I take it the Feds want more land. Assuming that I imagine the line crosses to the far side of the easement and the Feds want to blow past the monuments to the easement.
Paul in PA
Shawn Billings, post: 346045, member: 6521 wrote: "Thence with the right of way" seems pretty determinative.
With or along ?
The bearings and distances misclose 0.011'N x 0.021'E and the area is 210.281 acres. The description doesn't give the curve radius but it could be calculated. The area is based on the chord data given. The record area is 210.30 acres. The curve would add area.
I don't doubt that the monuments agree with the measurements. The question is 'Do the monuments and measurements agree with the intent?' The intent must be gleaned from within the four corners of the deed. If the monuments don't agree with the intent within the allowable error budget for the original survey, then the monuments are in error.
I would go with the monuments, If the original survey called for a 200' easement then the boundary as surveyed is on that 200' easement. I would show the existing easement with a note showing the conflicting lines between the easement right-of-way and the monumented boundary.
Assuming the curve is tangent, the delta is 20-29-57, the radius is 522.855', the area of the pie is 48,904sf, the area of the triangle formed by the radial lines and the chord is 47,867sf, therefore the area between the curve and the chord is 1,037sf which is 0.024acres. Adding that to the 210.281 acres calculated before equals 210.305 acres.
Where elements of a description are in conflict then the conflicting elements need to be evaluated to determine which is most likely to be in error, here, in my opinion the call for the right-of-way is most likely to be in error since everything else fits. It also makes sense that the government paid for 210.30 acres and they received 210.30 acres. It would be an unjust result for the government to receive an addition 1.937 acres (3374.36 x 25) which it did not pay for.

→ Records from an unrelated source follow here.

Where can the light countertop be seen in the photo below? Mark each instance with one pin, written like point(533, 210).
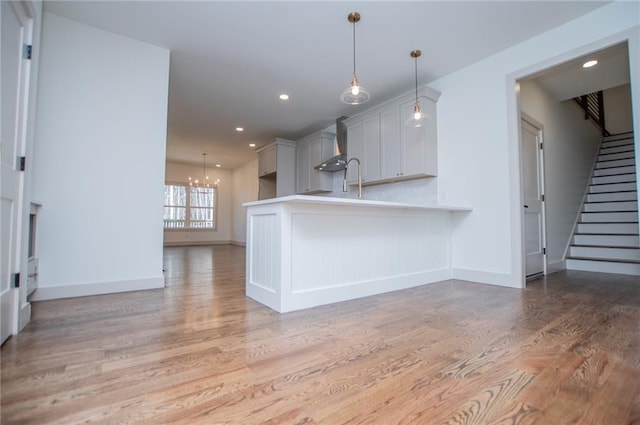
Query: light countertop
point(329, 201)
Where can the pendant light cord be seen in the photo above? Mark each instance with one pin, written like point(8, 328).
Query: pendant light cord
point(416, 73)
point(354, 48)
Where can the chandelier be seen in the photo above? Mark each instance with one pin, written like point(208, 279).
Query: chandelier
point(204, 183)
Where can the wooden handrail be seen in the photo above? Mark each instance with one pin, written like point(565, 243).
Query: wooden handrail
point(593, 106)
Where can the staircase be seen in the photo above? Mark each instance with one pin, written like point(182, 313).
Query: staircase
point(606, 235)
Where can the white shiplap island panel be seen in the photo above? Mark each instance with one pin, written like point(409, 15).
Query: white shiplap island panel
point(304, 251)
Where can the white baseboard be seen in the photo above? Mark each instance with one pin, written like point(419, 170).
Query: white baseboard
point(284, 303)
point(556, 267)
point(196, 243)
point(25, 316)
point(489, 278)
point(98, 288)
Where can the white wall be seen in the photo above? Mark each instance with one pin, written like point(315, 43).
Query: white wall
point(180, 173)
point(35, 12)
point(99, 161)
point(617, 107)
point(245, 189)
point(570, 147)
point(478, 148)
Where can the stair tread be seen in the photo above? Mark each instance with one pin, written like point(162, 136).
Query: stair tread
point(604, 260)
point(608, 183)
point(607, 212)
point(614, 191)
point(608, 202)
point(606, 246)
point(607, 222)
point(604, 234)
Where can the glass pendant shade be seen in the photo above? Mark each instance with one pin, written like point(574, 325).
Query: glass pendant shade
point(417, 117)
point(355, 94)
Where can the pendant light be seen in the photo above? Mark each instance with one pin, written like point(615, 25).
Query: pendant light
point(355, 94)
point(417, 117)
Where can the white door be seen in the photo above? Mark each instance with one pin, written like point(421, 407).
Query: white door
point(532, 189)
point(16, 28)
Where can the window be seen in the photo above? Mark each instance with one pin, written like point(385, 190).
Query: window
point(188, 207)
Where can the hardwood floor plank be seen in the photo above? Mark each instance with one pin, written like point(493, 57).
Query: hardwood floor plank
point(565, 350)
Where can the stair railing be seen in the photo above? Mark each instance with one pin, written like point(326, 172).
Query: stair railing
point(593, 106)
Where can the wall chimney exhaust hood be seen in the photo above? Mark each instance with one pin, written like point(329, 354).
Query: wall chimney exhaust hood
point(337, 162)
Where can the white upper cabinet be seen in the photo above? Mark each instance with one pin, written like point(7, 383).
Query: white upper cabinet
point(267, 160)
point(276, 169)
point(363, 142)
point(387, 148)
point(311, 151)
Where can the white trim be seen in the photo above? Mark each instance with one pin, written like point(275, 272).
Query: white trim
point(556, 267)
point(96, 288)
point(331, 295)
point(539, 127)
point(196, 243)
point(488, 278)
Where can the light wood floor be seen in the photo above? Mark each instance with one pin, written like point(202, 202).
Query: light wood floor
point(564, 351)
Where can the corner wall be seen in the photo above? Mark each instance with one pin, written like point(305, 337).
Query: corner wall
point(99, 161)
point(478, 144)
point(245, 189)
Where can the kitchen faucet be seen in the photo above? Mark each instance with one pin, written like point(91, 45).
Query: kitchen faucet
point(344, 181)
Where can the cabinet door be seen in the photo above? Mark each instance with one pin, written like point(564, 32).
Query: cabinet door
point(303, 167)
point(391, 162)
point(372, 151)
point(355, 147)
point(267, 161)
point(317, 179)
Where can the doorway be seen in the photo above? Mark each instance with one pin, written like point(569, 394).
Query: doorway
point(533, 196)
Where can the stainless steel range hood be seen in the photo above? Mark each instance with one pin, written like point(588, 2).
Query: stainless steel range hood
point(337, 162)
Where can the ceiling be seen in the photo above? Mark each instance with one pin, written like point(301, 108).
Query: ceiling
point(230, 60)
point(570, 79)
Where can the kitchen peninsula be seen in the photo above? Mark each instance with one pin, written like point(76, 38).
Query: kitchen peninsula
point(305, 251)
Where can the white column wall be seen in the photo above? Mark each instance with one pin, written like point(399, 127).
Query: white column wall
point(99, 161)
point(478, 148)
point(179, 173)
point(245, 189)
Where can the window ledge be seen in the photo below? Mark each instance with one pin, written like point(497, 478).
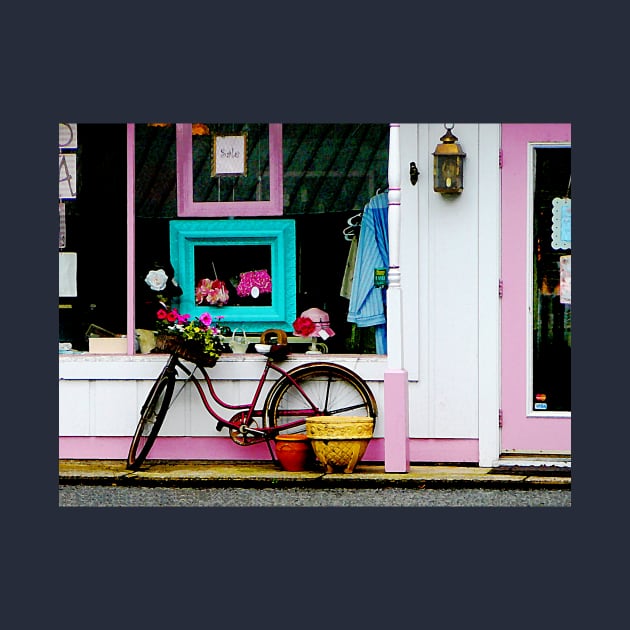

In a condemnation the government sues for the ground and the court sets the value, now it appears they are attempting to take an additional 25' without pursuing a proper condemnation proceeding. The property owner may have a strong claim in inverse condemnation if the government persists in pursuing its claim.
Acreage is at the bottom of the dignity of calls. I would argue that the government purchased the tract owned by the grantor, regardless of area.
But I get what you are saying. And I wouldn't bet my life on it, one way or the other.
Acquiescence would be an important question as well, as it may solidify what the original grantor and grantee intended.
Yes acreage is normally low on the list. It would be interesting to see the FOC.
Just seems the registered could have easily written a more certain description by dispensing with:
"Thence N 71-10-14 W 3155.93 feet to a concrete monument set along the Easterly line of the Georgia Power Company right of way.."
and replaced it with an unequivocal:
Thence N 71-10-14 W 3155.93 feet to the Easterly line of a 200' Georgia Power Company right of way, a concrete monument set
Thence N 71-10-14 W 3155.93 feet, at the Easterly line of a 200' Georgia Power Company right of way, a concrete monument set
Thence N 71-10-14 W 3155.93 feet, a concrete monument set on the Easterly line of a 200' Georgia Power Company right of way
Even using the word "the" with Georgia Power Company right of way also seems out of place, in a matter of context, when that certain "Easterly line" or right of way hadn't been previously mentioned earlier in the description, as though Georgia Power Company had only one "Easterly line".
What may seem like a matter of semantic has a certain value when you have a problem proving you had intended, or actually, reached a certain place.
I don't think "with" works to unsettle the balance of the evidence.